Box.net Creates “News Feed” for Business Documents in the Cloud, Takes On Microsoft in Collaborative Software

If you live or work in Silicon Valley, you’ve probably driven past the Box.net billboard on U.S. 101, near the Ralston Avenue exit (aka the Oracle exit). It says “No Hardware. No Software. No SharePoint.” A brazen dig at Microsoft, the billboard makes the point that Box.net’s system for sharing business documents works in the cloud, without requiring customers to buy their own servers or install special software such as SharePoint, Microsoft’s business collaboration and Web publishing suite.

If Box.net had really wanted to rub it in, it could have added “No cost.” The Palo Alto, CA-based startup offers a free personal version of its online service with up to a gigabyte of storage. Licensing SharePoint, by contrast, is so complex and expensive that the details aren’t even published on the SharePoint website. (You have to call Microsoft to get a price quote.)

Box.net is one of the many Silicon Valley startups gleefully pounding older enterprise-software incumbents over the head with the flexibility and viral appeal of cloud services.

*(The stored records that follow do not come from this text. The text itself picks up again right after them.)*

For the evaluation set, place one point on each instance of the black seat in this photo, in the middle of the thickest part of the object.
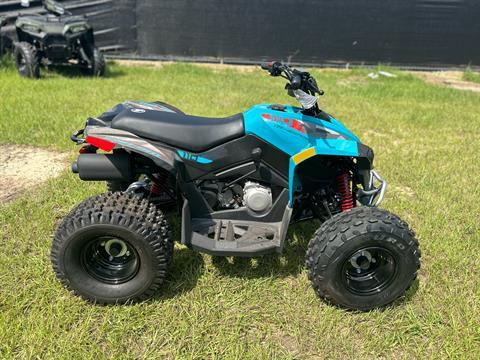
(191, 133)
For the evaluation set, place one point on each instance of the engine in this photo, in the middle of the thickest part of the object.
(252, 195)
(256, 197)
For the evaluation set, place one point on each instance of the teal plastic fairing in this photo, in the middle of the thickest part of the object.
(300, 136)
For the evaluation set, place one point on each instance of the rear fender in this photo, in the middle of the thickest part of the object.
(109, 139)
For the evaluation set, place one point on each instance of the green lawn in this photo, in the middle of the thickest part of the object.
(426, 140)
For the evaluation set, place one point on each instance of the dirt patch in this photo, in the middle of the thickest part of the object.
(451, 79)
(22, 167)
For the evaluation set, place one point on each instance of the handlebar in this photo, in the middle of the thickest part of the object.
(297, 79)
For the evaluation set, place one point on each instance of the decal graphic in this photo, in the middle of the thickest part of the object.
(142, 105)
(291, 123)
(192, 157)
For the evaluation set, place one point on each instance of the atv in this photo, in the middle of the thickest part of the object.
(57, 38)
(3, 21)
(238, 183)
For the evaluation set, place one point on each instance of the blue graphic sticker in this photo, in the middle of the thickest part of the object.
(192, 157)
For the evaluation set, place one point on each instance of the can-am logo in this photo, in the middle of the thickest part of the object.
(285, 121)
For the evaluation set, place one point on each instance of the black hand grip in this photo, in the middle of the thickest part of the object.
(296, 82)
(75, 137)
(266, 66)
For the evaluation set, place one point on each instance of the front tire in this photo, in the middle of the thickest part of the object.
(363, 259)
(113, 248)
(26, 60)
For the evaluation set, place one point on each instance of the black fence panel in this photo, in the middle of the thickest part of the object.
(408, 32)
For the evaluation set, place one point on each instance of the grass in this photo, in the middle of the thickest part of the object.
(470, 75)
(426, 140)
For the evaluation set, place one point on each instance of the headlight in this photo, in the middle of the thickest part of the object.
(30, 28)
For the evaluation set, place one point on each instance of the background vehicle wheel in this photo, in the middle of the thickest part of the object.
(112, 248)
(363, 259)
(26, 60)
(98, 64)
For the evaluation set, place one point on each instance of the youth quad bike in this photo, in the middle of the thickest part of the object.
(57, 38)
(238, 183)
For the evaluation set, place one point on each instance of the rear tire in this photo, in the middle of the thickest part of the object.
(26, 60)
(112, 248)
(363, 259)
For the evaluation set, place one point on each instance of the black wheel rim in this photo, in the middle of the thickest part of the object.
(110, 260)
(369, 270)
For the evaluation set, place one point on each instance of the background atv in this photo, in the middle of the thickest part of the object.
(5, 42)
(57, 38)
(239, 183)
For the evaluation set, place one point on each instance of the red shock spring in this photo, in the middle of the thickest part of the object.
(345, 192)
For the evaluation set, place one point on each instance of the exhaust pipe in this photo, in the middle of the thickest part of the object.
(95, 167)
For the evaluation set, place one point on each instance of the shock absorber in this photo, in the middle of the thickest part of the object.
(158, 182)
(345, 192)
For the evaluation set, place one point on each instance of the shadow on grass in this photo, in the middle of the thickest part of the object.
(290, 262)
(183, 274)
(74, 72)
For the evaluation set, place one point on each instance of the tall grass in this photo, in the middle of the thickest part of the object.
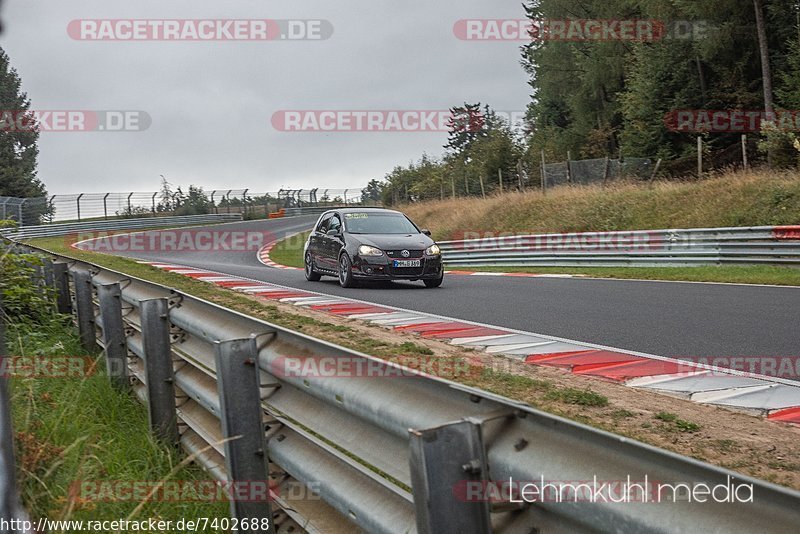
(752, 198)
(80, 429)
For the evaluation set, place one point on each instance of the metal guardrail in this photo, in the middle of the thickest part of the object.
(386, 454)
(50, 230)
(773, 245)
(112, 205)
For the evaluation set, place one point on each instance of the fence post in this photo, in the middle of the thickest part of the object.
(159, 373)
(544, 175)
(744, 151)
(444, 461)
(116, 352)
(699, 156)
(10, 506)
(63, 298)
(239, 389)
(78, 201)
(85, 309)
(655, 171)
(20, 210)
(569, 167)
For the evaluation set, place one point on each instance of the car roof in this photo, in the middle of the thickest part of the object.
(360, 210)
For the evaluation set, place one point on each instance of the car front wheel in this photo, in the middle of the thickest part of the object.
(435, 282)
(345, 271)
(311, 274)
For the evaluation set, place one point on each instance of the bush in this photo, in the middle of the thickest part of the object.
(23, 300)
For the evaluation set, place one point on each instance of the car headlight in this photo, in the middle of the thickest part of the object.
(366, 250)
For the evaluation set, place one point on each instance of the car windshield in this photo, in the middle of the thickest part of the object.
(378, 223)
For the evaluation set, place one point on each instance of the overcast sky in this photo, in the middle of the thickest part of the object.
(211, 102)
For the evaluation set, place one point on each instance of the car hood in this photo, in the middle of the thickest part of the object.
(394, 241)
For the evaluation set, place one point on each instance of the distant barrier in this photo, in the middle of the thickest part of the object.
(48, 230)
(761, 245)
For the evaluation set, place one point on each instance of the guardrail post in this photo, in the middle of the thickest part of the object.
(446, 462)
(47, 266)
(159, 373)
(10, 506)
(85, 309)
(240, 413)
(63, 299)
(110, 297)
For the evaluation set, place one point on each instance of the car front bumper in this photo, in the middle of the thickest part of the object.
(382, 268)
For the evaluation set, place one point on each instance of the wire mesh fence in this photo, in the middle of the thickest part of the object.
(132, 204)
(592, 171)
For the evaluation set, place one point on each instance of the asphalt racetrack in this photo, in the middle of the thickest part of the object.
(663, 318)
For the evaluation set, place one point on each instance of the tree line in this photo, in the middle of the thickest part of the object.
(596, 98)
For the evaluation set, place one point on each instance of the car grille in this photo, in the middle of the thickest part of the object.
(408, 271)
(398, 254)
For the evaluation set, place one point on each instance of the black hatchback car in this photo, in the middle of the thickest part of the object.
(371, 244)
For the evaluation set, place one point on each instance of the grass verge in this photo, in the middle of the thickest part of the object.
(76, 431)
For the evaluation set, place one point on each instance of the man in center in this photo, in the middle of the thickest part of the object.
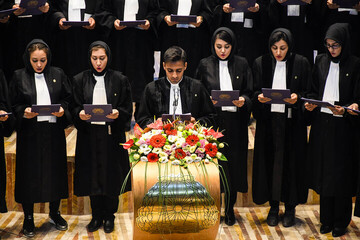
(176, 92)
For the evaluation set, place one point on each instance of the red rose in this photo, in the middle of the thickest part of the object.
(179, 153)
(171, 132)
(128, 144)
(192, 140)
(153, 157)
(157, 141)
(211, 149)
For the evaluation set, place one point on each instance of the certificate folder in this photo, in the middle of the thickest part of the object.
(98, 112)
(76, 23)
(5, 13)
(346, 3)
(242, 5)
(32, 6)
(224, 98)
(317, 102)
(181, 117)
(132, 23)
(277, 95)
(293, 2)
(45, 110)
(183, 19)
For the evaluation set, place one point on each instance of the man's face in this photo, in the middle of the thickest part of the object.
(174, 70)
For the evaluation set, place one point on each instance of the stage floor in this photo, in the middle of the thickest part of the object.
(251, 224)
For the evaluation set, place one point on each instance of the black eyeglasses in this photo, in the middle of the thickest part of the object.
(334, 46)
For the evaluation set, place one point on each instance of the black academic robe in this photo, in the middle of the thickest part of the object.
(6, 129)
(41, 164)
(234, 124)
(251, 42)
(70, 47)
(331, 162)
(300, 26)
(195, 41)
(194, 99)
(132, 48)
(21, 30)
(280, 141)
(101, 163)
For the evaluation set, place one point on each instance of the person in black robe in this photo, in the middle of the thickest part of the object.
(251, 30)
(194, 39)
(41, 164)
(101, 163)
(176, 93)
(233, 120)
(133, 46)
(6, 128)
(336, 76)
(281, 130)
(69, 44)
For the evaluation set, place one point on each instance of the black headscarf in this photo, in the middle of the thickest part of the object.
(108, 54)
(232, 43)
(26, 56)
(339, 32)
(289, 41)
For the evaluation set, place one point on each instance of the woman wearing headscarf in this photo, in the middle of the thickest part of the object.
(336, 77)
(6, 128)
(100, 161)
(223, 70)
(41, 165)
(281, 131)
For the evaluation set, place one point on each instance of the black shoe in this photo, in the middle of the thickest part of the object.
(108, 225)
(273, 217)
(29, 226)
(325, 229)
(289, 218)
(59, 222)
(338, 232)
(94, 225)
(230, 217)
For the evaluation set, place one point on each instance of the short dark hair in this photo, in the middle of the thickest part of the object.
(277, 36)
(174, 54)
(225, 36)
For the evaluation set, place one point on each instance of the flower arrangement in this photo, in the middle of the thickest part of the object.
(175, 142)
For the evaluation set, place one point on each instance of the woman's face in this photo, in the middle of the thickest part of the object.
(333, 47)
(222, 49)
(99, 59)
(279, 50)
(38, 60)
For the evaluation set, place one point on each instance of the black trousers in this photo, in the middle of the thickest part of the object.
(28, 208)
(104, 207)
(335, 211)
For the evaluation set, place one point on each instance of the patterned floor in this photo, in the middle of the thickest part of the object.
(250, 225)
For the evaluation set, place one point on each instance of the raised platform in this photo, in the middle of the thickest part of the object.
(81, 205)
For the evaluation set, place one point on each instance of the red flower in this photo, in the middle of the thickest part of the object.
(128, 144)
(211, 149)
(157, 141)
(171, 132)
(192, 140)
(153, 157)
(179, 153)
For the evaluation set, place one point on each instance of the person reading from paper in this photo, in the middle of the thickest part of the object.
(176, 93)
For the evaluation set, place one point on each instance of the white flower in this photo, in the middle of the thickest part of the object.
(192, 149)
(157, 150)
(163, 159)
(172, 138)
(175, 162)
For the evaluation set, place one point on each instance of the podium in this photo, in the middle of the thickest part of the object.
(171, 202)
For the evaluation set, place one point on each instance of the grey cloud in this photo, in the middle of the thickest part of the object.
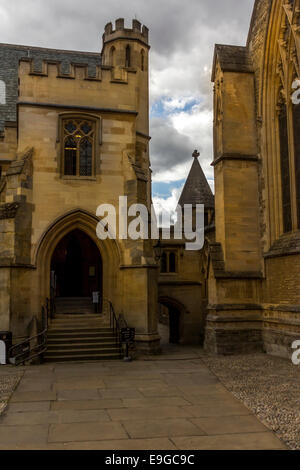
(182, 36)
(168, 146)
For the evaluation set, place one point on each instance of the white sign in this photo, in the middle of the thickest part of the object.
(95, 297)
(2, 353)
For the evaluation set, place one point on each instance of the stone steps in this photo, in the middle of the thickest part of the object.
(80, 338)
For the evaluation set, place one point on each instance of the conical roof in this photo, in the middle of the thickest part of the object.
(196, 189)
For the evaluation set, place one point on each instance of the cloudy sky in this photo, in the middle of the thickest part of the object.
(182, 36)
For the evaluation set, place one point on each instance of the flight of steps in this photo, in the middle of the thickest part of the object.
(74, 305)
(80, 337)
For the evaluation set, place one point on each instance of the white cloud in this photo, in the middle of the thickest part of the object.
(182, 37)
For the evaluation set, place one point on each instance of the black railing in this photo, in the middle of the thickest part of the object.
(33, 347)
(117, 325)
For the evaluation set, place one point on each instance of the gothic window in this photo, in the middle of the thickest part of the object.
(2, 92)
(128, 56)
(296, 126)
(285, 169)
(172, 262)
(142, 60)
(169, 262)
(163, 263)
(112, 56)
(79, 143)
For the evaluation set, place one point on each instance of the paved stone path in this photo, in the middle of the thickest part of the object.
(157, 404)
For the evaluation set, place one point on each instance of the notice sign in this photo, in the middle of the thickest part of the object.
(127, 335)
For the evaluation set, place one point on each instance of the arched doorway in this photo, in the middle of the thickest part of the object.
(76, 267)
(169, 325)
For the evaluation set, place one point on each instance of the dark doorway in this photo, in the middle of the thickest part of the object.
(169, 324)
(76, 266)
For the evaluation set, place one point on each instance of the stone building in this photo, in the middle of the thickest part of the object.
(74, 134)
(254, 273)
(183, 280)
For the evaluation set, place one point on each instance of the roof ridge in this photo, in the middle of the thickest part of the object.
(196, 189)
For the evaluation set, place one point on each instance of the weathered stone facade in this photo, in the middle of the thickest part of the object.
(254, 278)
(41, 203)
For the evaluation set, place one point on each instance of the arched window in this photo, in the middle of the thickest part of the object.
(2, 92)
(86, 157)
(164, 263)
(70, 156)
(127, 56)
(79, 142)
(285, 167)
(168, 262)
(142, 60)
(112, 56)
(172, 262)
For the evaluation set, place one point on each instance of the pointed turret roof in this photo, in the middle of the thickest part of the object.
(196, 189)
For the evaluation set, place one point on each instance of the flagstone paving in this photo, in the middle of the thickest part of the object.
(157, 404)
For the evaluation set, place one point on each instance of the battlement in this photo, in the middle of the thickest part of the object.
(137, 32)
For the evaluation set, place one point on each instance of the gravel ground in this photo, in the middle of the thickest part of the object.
(8, 383)
(269, 386)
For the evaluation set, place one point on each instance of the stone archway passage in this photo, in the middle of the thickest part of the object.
(76, 266)
(169, 324)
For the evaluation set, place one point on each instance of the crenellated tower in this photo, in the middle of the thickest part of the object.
(127, 50)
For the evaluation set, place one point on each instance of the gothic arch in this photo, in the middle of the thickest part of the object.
(2, 92)
(281, 65)
(78, 219)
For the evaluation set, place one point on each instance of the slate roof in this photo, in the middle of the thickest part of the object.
(197, 189)
(232, 59)
(10, 55)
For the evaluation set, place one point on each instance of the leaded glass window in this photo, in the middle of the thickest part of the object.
(285, 170)
(79, 142)
(296, 124)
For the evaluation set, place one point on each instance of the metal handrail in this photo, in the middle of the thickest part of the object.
(115, 323)
(27, 352)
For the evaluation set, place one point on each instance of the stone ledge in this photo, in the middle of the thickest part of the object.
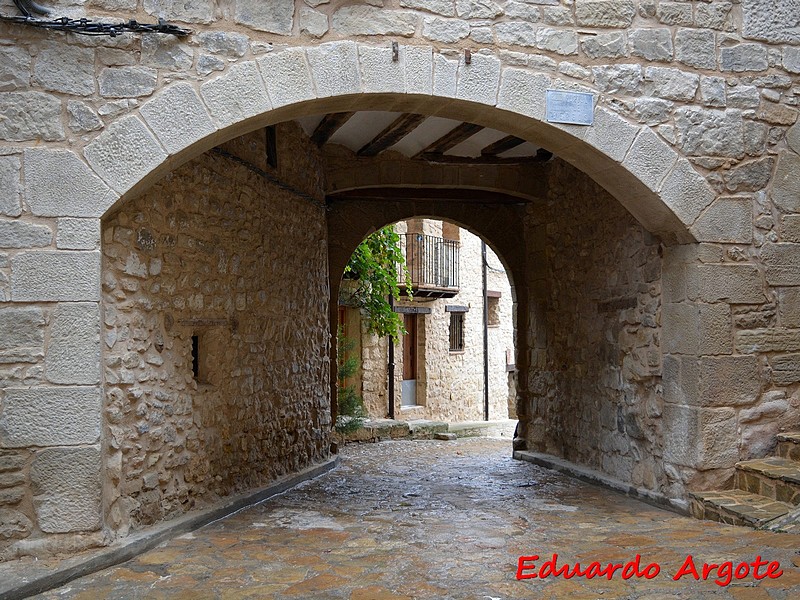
(17, 582)
(601, 479)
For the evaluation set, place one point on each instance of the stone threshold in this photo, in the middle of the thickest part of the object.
(21, 584)
(601, 479)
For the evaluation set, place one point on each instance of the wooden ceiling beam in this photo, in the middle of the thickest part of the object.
(487, 159)
(451, 139)
(396, 131)
(412, 194)
(329, 125)
(502, 145)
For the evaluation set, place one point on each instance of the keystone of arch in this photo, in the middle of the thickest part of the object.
(659, 187)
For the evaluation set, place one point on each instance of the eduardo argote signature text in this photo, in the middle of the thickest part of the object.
(529, 567)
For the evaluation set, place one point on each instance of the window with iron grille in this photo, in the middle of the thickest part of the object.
(456, 332)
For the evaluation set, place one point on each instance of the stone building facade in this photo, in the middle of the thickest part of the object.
(655, 259)
(449, 382)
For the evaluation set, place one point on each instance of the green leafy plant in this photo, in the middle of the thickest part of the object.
(375, 266)
(351, 406)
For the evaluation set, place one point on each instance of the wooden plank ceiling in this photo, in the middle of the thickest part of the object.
(432, 139)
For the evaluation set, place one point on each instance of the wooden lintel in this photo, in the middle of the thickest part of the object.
(328, 126)
(451, 139)
(396, 131)
(412, 194)
(412, 310)
(456, 308)
(432, 157)
(502, 145)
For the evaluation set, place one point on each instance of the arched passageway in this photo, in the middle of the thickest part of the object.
(170, 162)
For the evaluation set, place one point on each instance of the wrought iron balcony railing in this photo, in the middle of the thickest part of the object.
(432, 264)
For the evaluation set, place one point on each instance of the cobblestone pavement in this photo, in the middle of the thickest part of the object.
(442, 520)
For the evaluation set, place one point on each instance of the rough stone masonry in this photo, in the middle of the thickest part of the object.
(657, 278)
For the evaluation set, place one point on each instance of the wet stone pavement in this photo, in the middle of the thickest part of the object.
(427, 519)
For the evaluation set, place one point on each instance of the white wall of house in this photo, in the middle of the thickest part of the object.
(450, 384)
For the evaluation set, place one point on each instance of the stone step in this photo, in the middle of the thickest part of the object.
(789, 445)
(737, 507)
(775, 477)
(423, 429)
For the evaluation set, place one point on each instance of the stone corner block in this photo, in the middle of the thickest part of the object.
(237, 95)
(523, 92)
(729, 380)
(378, 72)
(701, 438)
(73, 354)
(479, 81)
(734, 283)
(178, 117)
(55, 276)
(611, 134)
(11, 198)
(275, 16)
(786, 182)
(58, 416)
(66, 484)
(286, 76)
(334, 68)
(680, 328)
(649, 159)
(418, 63)
(444, 75)
(124, 153)
(59, 184)
(78, 234)
(726, 220)
(686, 192)
(782, 262)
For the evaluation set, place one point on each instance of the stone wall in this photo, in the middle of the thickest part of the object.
(449, 384)
(597, 386)
(219, 252)
(694, 135)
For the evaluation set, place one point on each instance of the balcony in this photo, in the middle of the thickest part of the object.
(432, 264)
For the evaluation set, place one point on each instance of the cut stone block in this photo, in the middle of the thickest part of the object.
(59, 276)
(73, 354)
(237, 95)
(177, 117)
(50, 417)
(59, 184)
(66, 487)
(124, 153)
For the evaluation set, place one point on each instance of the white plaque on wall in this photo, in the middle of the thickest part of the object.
(574, 108)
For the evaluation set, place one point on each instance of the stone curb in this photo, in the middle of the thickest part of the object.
(21, 587)
(596, 478)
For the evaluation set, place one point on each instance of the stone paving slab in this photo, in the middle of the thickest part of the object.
(24, 577)
(444, 520)
(773, 467)
(742, 507)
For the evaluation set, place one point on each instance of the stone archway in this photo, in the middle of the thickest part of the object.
(659, 187)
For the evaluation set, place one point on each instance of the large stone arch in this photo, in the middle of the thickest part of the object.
(500, 223)
(649, 177)
(81, 183)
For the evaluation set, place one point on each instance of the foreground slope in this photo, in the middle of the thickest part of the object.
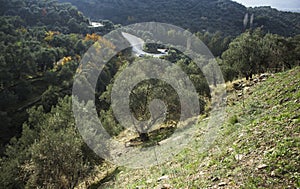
(257, 146)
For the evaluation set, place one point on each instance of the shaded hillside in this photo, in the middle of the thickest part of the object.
(196, 15)
(257, 146)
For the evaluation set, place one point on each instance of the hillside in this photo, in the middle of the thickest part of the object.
(196, 15)
(257, 146)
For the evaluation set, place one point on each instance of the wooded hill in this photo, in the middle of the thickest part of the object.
(196, 15)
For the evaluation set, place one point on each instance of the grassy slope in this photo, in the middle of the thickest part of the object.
(257, 146)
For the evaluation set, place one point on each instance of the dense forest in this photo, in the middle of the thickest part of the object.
(196, 15)
(43, 43)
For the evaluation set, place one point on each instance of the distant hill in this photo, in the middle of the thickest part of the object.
(196, 15)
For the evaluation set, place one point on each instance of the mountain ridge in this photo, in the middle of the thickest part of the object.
(196, 15)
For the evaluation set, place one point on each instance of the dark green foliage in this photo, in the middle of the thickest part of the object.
(196, 15)
(49, 153)
(255, 52)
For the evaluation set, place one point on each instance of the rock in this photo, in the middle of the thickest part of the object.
(222, 184)
(165, 177)
(262, 166)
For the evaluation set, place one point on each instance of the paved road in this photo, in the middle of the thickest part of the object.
(137, 46)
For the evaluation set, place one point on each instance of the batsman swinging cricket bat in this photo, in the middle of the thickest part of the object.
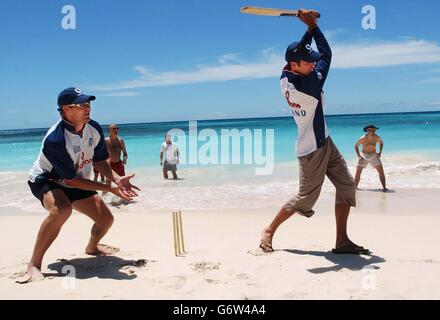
(272, 12)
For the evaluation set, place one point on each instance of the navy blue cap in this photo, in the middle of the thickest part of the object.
(370, 126)
(301, 51)
(73, 96)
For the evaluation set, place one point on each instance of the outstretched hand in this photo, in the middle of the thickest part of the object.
(125, 184)
(122, 193)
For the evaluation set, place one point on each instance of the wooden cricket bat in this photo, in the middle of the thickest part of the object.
(271, 12)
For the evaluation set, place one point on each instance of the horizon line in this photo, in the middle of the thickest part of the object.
(245, 118)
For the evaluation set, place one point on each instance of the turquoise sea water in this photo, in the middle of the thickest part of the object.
(410, 158)
(416, 133)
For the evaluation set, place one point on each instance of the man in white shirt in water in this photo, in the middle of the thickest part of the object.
(171, 152)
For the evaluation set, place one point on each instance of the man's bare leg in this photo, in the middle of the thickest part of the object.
(382, 177)
(95, 208)
(60, 209)
(268, 232)
(357, 177)
(342, 212)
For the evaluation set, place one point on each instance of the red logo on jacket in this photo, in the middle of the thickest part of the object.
(84, 162)
(292, 104)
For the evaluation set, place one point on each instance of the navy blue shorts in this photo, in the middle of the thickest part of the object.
(39, 189)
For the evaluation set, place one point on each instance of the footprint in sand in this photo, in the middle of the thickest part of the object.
(174, 282)
(258, 253)
(205, 266)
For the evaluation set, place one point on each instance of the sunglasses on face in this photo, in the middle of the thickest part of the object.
(80, 105)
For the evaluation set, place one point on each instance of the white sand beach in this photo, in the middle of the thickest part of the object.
(223, 260)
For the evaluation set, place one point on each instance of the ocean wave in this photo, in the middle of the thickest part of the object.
(230, 187)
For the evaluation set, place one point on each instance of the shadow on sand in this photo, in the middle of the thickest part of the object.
(349, 261)
(378, 190)
(102, 267)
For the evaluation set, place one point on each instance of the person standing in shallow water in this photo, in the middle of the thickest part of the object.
(370, 155)
(302, 82)
(170, 151)
(60, 177)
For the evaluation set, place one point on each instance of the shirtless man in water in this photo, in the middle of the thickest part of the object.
(116, 145)
(369, 154)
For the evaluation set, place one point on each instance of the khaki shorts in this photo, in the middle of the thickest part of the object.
(372, 159)
(326, 161)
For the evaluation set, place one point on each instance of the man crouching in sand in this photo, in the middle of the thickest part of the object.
(60, 176)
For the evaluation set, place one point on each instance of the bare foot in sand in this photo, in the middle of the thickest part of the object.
(101, 250)
(266, 241)
(32, 274)
(348, 246)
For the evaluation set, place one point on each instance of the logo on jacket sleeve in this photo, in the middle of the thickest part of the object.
(297, 110)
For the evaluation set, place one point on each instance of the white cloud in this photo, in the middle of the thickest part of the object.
(120, 94)
(230, 67)
(430, 80)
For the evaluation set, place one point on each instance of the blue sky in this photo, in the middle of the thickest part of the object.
(177, 60)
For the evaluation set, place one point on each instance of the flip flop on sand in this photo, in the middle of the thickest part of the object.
(266, 245)
(351, 249)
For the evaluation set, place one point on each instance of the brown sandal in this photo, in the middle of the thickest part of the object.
(266, 245)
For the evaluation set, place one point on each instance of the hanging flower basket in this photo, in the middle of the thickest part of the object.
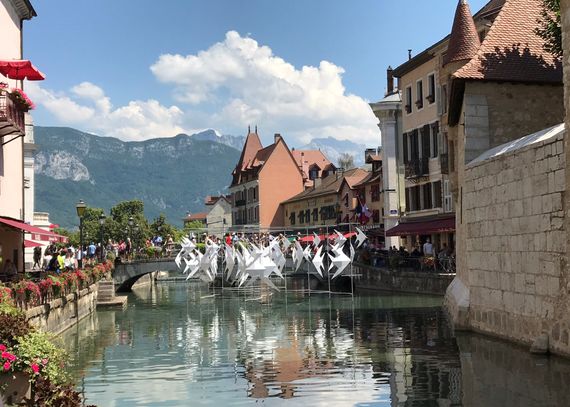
(14, 387)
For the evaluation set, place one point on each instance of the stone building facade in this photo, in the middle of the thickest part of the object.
(512, 284)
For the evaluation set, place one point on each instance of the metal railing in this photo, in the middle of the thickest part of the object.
(11, 112)
(444, 163)
(405, 262)
(417, 168)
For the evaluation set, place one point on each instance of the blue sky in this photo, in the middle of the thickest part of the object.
(224, 64)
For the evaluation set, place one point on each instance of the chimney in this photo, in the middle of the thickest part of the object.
(390, 79)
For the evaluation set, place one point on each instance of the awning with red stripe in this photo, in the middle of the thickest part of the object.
(423, 227)
(36, 232)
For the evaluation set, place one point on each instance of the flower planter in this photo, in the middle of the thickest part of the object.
(14, 387)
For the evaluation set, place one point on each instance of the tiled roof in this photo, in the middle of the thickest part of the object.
(196, 216)
(331, 184)
(251, 147)
(512, 51)
(307, 158)
(464, 40)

But just five years ago, when it was founded by high school buddies Aaron Levie and Dylan Smith from Levie’s USC dorm room with a $350,000 angel investment from Dallas Mavericks owner Mark Cuban, Box.net was just another online file sharing service, alongside Xdrive, Omnidrive, Streamload, and many others vying to help consumers and office workers offload local files to Web-based servers, where they were supposedly safer and more accessible.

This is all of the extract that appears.